For one, this is still a really young team. It's young in literal terms, with only two players (Francisco Garcia and John Salmons) being over 30 years old. But where this team is really "young" is in overall experience.
This team obviously hasn't had much success yet—that's to be expected when you've missed the playoffs six straight seasons. Because of that, they don't have a ton of experience closing out close games.
Now, if you watched the Kings last season, especially after Keith Smart took over as head coach, you saw they were in a lot of close games. But inevitably their inexperience would show in the fourth quarter and they would end up losing a tight contest. Being in those situations last season should help them have more success when faced with the same scenarios this season.
But making a jump into the postseason is a whole different animal. Look at it this way: Last season, the Kings were 16-23 in games decided by 10 points or less. That's a .410 winning percentage.
Just looking at the playoffs from last season, no team in the Western Conference qualified with a winning percentage less than .545. In order to attain a playoff spot, the Kings would really have to turn around their ability to pull out tight games. They should certainly be better than the .410 they posted last season, but they'd have to make a serious leap to earn a postseason berth.
It'd be different if the Kings had signed some experienced veterans this offseason. Then they'd have some leaders on the team who had been through it before, who know what it takes to get it done. But the players Sacramento added from the outside (Aaron Brooks and James Johnson) aren't players that have played on many successful teams.
Therefore, they can really only turn to the same guys who were in the locker room last season. And expecting them to make that big of an improvement in tight games just isn't realistic.

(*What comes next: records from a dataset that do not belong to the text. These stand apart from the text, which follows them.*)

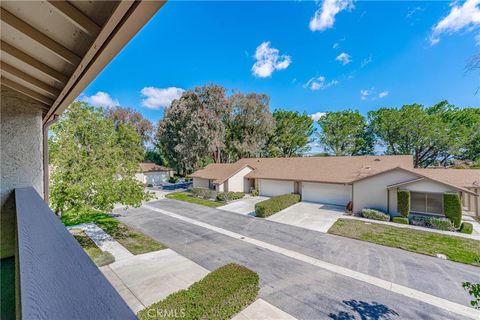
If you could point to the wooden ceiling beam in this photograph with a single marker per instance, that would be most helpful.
(77, 17)
(40, 37)
(26, 91)
(40, 66)
(28, 78)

Also going against Sacramento is the difficulty of the Western Conference. As was previously mentioned, it took a .545 winning percentage to qualify for the playoffs last season. Of the eight teams that qualified, none of them appear to have taken a giant step back. They should all still be in the hunt.
You can also say the same of the non-playoff teams that finished ahead of the Kings, with the exception of Portland and Phoenix, and even then, neither of those teams figures to fall off dramatically.

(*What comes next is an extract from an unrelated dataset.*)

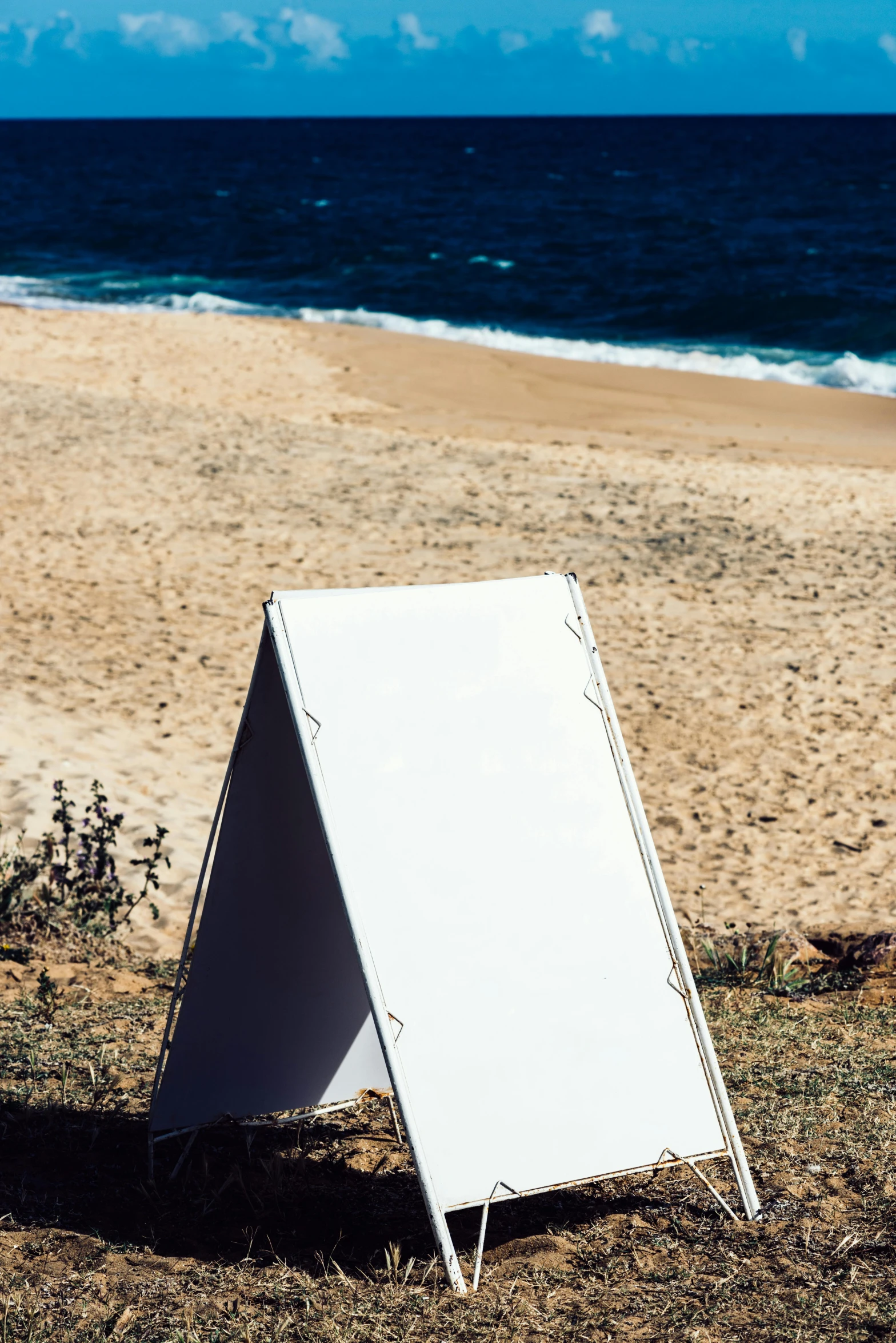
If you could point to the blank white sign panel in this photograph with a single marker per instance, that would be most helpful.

How many games will the Kings win?
Portland is going with a youth movement. Its roster consists of six players either in their first or second year. They're talented young players, but they're young nonetheless. Portland should take a step back.

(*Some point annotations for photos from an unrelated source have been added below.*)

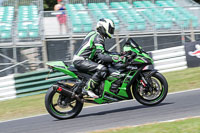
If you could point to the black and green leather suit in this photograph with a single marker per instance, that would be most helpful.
(90, 53)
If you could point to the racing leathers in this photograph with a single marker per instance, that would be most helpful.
(87, 58)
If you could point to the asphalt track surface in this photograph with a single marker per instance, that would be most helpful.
(175, 106)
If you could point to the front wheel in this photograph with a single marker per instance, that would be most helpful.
(154, 93)
(61, 107)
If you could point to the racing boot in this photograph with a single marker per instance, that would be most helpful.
(91, 84)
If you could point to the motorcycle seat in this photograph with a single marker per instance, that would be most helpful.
(72, 68)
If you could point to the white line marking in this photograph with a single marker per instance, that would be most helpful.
(98, 105)
(146, 124)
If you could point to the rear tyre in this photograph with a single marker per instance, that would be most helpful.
(61, 107)
(159, 90)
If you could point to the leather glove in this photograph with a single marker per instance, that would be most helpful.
(117, 58)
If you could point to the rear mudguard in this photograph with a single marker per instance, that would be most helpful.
(60, 66)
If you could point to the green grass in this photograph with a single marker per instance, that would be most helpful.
(182, 126)
(34, 105)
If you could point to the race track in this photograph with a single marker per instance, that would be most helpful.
(178, 105)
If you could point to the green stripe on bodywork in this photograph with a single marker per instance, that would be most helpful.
(92, 40)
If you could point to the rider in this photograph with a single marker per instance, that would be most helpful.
(92, 52)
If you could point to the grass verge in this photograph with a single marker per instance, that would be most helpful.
(34, 105)
(190, 125)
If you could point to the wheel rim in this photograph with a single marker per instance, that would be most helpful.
(62, 106)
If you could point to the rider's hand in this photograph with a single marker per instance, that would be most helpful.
(117, 58)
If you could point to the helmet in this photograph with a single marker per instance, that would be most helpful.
(106, 27)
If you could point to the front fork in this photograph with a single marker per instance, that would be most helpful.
(146, 83)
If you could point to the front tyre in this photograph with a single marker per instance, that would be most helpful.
(151, 95)
(61, 107)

The Suns, meanwhile, don't have a team that looks much worse on paper than last year's squad that finished 33-33. But the Suns have a lot of new faces on their team, and as such, it might take them a while to become cohesive. Not to mention, their leader, Steve Nash, is now a member of the Los Angeles Lakers and won't be a guiding light for the Suns' offseason additions.
So while bringing in Luis Scola, Michael Beasley and Goran Dragic gives the Suns three quality starters, that might not immediately translate to success on the court.
The same can be said of the one Western Conference team that finished behind Sacramento last season (New Orleans). The Hornets added No. 1 overall pick Anthony Davis and No. 10 pick Austin Rivers in the draft and brought in Ryan Anderson and Robin Lopez in trades. They should also have Eric Gordon for the majority of the season, after the guard only played in nine games last year. So, they figure to be better.
Ultimately, the Kings will be much better than they were last year. Their 22-44 record equates to a .333 winning percentage. In a past article, I wrote that the Kings need to win at least 40 percent of their games this season. Over an 82-game schedule, that comes out to 33-49.
But realistically, this team should be even better than that. Given its 39 games of experience in close games last season, it'll be better in those situations...not good enough to make the playoffs, but certainly better.
The roster has also improved from a season ago with the additions of James Johnson, Aaron Brooks and Thomas Robinson. Johnson is the lockdown defender the team desperately needed last year. Brooks is a quality backup at point guard who should play considerable minutes. Robinson—the No. 5 pick in the draft—is a player with insane athleticism and an incredible motor. His upside is through the roof.
The Kings also have an anchor in DeMarcus Cousins. We kind of knew that entering last season and certainly saw it as the season went on, but now there's no doubt about it. He's the lead man on this team and at 22 years old, he's up to the task.
This will be an exciting season for Kings fans. It's one that will see this team return to respectability. And if the team progresses as expected, this should be Sacramento's last season watching the playoffs from home.